For casual eateries like Juju that don’t offer reservations, a phone doesn’t supply much benefit to the business. Often, callers are seeking general information, like address and hours, that’s readily available on the restaurant’s website. “Answering the phone doesn’t make us any money,” says one local restaurant owner who asked not to be identified. “It generally is just a problem. These days, most of the people who call are telemarketers. It’s people trying to sell us stuff.”

Some restaurants have found a workaround for the dedicated phone line that needs to be answered by a living, breathing person: They have a phone number but no actual phone. Instead, calls are routed to a digital answering system that can be monitored at the owner’s convenience. Known as virtual phones or ghost phones, these systems give the appearance of a house phone without the perky voice saying, “Hello, can I help you?” on the other end of the line. Betty Wine Bar & Bottle Shop, a hip hangout in Southside Park, opened about a year ago with a virtual phone. Customers were none the wiser.

Companies such as Grasshopper, Google Voice and OpenPhone offer low-cost virtual phone systems that are flexible and easy to use. These systems, which can cost as little as $15 a month, operate over the internet and don’t require the installation of physical hardware.  

During the pandemic, ordering systems like Grubhub, DoorDash and Uber Eats extended a lifeline to restaurants depending on the huge uptick in takeout orders.

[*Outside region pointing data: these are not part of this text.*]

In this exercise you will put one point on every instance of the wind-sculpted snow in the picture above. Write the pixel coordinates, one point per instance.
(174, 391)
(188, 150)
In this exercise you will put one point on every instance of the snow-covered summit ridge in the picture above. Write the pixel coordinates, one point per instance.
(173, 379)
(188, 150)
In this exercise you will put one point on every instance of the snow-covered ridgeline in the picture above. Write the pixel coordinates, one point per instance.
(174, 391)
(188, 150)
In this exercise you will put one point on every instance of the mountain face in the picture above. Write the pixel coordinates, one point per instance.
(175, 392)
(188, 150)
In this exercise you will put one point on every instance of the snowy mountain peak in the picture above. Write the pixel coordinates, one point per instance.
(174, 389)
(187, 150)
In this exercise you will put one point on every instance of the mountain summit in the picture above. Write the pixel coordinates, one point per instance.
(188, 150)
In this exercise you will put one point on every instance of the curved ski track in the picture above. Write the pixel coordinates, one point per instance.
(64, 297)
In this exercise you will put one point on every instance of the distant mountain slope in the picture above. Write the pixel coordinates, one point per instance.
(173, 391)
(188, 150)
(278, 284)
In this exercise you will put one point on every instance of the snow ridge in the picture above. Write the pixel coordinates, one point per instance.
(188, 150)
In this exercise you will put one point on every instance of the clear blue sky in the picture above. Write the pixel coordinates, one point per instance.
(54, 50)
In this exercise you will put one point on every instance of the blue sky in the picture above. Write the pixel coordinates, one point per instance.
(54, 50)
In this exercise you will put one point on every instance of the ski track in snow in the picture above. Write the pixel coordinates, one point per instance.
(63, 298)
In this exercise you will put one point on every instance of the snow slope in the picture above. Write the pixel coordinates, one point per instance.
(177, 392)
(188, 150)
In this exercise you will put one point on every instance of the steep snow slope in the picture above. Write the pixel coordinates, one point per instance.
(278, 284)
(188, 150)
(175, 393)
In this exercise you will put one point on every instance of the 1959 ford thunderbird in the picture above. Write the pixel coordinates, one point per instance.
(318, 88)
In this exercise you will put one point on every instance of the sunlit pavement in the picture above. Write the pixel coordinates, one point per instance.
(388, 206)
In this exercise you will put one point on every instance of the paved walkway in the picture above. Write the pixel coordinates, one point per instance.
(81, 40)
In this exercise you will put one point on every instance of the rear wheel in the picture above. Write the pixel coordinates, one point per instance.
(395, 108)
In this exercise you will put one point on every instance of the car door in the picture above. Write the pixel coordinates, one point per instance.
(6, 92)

One downside, of course, was the hefty commission restaurants had to pay on each order — generally 15 to 30 percent of the tab. In 2020, Grubhub, which owns the Seamless online ordering brand, had to revise its phone ordering system under withering criticism that it was charging restaurants for calls, even when a diner called to ask a question and didn’t place an order. 

 

The vaunted vegetarian restaurant Mother reopened earlier this year in a new location in Midtown with an answering machine instead of a house phone. It was installed in the home of co-owners Michael and Lisa Thiemann, and its ring was silenced. The couple checked it periodically, says Michael Thiemann, but it wasn’t their main line of communication. Instead, Mother encouraged diners to reach out through Instagram or email to place an order or reserve a spot for Mother’s Thursday night “Chef’s 10” tasting menu. Recently, Mother jettisoned the answering machine entirely. Now, under the headline “Phone,” its website proclaims, “We don’t have one.” The site recommends customers place to-go orders either online or in person.

Not everyone loves the phoneless restaurant trend. In particular, older, less tech-savvy diners grumble when they can’t pick up the phone to call an eatery. Thiemann has even heard complaints from a few Gen-Xers. 

And then there are the restaurant die-hards hanging on to their house phones, costs be damned. “I understand the trend,” says Diana Dich, whose family owns Happy Takeout, a restaurant serving Chinese food in Oak Park. “I know how long it takes to take a phone order. One minute is a long time when you’re really busy.” Those phone orders are still an important part of her business, which is one big reason she sticks with a house phone. “I know a lot of people are old school. Elderly people, especially, don’t know how to use the new tablet systems and DoorDash.” 

The house phone isn’t the only old-school amenity Dich refuses to ditch: “I still take cash.”